Dynamics of room-temperature melts: nuclear magnetic resonance measurements of dialkylimidazolium haloaluminates
Abstract
The room-temperature molten salts formed by combining AlCl3 with 1-ethyl-3-methylimidazolium chloride (EMIC) have been investigated by 27Al and 35Cl NMR spectroscopy at temperatures from 25 to 100 °C. The initial AlCl3 loading was varied from 50 mol%, where AlCl–4 is the major complex ion, to 67 mol%, where Al2Cl–7 is the predominant aluminium-containing species. The 27Al NMR spectra for the melts all exhibit a single major resonance line with minimal variation in the chemical shift, 103.3–103.4 ppm. However, it is possible to distinguish the AlCl–4 and Al2Cl–7 complexes by their characteristic linewidths. Thus, the 27Al linewidth for the symmetrically substituted AlCl–4 complex is two orders of magnitude smaller than the linewidth for Al2Cl–7(full peak width at half height, 22.8 vs. 2624 Hz). In addition, a third minor species was observed at 97 ppm in the 27Al NMR spectra for melts with initial AlCl3 loadings of 55–64 mol%. This third species (which earlier work attributed to the AlCl–4 ion) was normally present at trace concentration levels, 0.3 mol%, and was found to increase with the addition of water to the melt.

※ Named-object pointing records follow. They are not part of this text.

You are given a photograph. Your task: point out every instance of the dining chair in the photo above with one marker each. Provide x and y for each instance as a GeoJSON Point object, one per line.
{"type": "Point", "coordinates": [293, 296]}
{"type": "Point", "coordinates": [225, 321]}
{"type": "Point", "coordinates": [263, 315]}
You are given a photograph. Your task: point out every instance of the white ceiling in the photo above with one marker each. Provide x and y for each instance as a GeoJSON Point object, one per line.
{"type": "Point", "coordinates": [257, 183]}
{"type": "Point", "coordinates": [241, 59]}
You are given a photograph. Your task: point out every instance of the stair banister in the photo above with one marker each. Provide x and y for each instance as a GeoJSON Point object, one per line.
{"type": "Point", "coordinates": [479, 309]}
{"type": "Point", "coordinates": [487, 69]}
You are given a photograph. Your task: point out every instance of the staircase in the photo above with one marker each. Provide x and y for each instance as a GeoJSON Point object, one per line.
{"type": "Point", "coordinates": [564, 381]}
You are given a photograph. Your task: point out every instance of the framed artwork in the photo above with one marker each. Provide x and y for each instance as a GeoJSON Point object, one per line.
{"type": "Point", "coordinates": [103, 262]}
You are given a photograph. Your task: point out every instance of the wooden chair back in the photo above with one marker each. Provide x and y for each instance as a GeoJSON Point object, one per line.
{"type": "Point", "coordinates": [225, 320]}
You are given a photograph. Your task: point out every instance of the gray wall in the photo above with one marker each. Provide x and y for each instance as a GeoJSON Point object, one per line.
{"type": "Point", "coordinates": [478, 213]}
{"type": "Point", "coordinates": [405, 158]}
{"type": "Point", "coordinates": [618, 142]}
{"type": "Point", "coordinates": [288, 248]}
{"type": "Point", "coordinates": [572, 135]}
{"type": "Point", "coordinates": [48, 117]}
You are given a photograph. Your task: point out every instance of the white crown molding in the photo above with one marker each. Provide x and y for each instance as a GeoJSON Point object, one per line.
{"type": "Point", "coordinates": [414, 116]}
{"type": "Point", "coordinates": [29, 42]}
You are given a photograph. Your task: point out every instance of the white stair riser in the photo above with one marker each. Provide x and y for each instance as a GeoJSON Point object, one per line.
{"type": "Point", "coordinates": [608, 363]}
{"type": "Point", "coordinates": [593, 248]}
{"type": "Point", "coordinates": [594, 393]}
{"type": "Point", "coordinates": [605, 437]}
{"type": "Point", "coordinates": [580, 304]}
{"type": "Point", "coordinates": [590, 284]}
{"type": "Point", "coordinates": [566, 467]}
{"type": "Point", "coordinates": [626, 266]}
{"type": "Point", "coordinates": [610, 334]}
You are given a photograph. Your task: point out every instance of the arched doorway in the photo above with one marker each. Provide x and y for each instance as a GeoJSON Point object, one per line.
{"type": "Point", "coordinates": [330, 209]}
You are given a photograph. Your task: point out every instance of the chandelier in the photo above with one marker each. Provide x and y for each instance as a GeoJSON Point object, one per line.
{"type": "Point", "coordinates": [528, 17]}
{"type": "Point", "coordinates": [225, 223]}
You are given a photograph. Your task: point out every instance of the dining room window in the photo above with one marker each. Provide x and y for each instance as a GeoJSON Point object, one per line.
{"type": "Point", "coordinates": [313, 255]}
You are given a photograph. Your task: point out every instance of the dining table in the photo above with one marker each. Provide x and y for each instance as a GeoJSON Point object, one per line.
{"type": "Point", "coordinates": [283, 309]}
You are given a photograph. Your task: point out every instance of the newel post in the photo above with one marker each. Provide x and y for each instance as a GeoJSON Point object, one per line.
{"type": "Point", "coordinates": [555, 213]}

For melt compositions with the initial AlCl3 loadings intermediate between 50 and 67 mol%, the apparent 27Al NMR linewidth varies with the pre-acquisition delay time, consistent with a mixture of the AlCl–4 and Al2Cl–7 complexes. The resulting non-Lorentzian NMR lineshapes were analysed on the basis of a standard two-site exchange process between AlCl–4 and Al2Cl–7. Qualitatively, the exchange between the aluminium centres in AlCl–4 and Al2Cl–7 is fast on the 27Al NMR timescale. Thus, the lifetime of an aluminium centre in the AlCl–4 complex varies from roughly 30 µs at 25 °C to 70 µs at 100 °C and exhibits an activation energy of ca. 2 kcal mol–1.